Hundreds of investors rioted in the streets outside the Bangladeshi exchange yesterday after trading was halted when prices plunged almost 9 per cent, the bourse's biggest drop in its 55-year history.
The crowd clashed with police, lit piles of tyres and furniture and chanted slogans against the government. Television reports showed several protesters bleeding badly from blows after police said they were forced to use batons.
In Bangladesh, where the GNI per capita in 2009 was US$580 (Dh2,130), according to the World Bank, the stock exchange became a source of relative wealth in the past year as it climbed more than 80 per cent in the first 11 months compared with the same period a year before.
This success was enjoyed not only by fund managers and other professionals but by millions of "mom-and-pop" investors who poured money into the exchange.
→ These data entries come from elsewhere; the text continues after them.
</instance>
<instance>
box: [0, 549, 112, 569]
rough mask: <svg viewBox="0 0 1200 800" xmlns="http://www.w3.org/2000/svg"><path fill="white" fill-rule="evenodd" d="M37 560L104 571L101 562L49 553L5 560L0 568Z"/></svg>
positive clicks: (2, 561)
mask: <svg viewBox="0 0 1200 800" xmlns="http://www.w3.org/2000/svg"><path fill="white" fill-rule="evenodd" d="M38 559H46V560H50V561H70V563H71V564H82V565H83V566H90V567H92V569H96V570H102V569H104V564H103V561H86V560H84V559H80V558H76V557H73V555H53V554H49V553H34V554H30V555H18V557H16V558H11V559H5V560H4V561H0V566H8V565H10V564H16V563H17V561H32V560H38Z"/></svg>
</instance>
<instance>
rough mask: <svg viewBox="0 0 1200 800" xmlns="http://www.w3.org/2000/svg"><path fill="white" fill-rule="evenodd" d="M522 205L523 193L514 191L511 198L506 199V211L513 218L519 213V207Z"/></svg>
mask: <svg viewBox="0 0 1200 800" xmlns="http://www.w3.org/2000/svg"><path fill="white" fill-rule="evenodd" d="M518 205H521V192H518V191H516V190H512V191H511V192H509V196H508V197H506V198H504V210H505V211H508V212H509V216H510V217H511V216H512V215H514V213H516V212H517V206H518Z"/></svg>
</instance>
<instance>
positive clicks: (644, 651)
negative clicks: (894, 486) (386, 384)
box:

The number of investors in the market doubled to 3.3 million.
The first signs of trouble emerged last month, when the government raised interest rates on concerns that shares were overvalued. Stock prices immediately began falling.
There were protests after some of the earlier dips but the downwards trend has accelerated recently. The main index on the exchange has fallen more than 27 per cent in the past three weeks.
"We always knew any fall would be nasty - now things are getting nasty," Reaz Islam, the head of LR Global Fundin New York, told AFP. "More than 70 per cent of investors are small investors. Most invest without looking at the fundamentals of the market and these people are very emotional - they are very hurt by this."
Many investors said they were at risk of losing their life savings.
"I lost 5 million taka [Dh258,215] out of a 10m taka investment. This is insane,"said Monirul Islam, a small investor.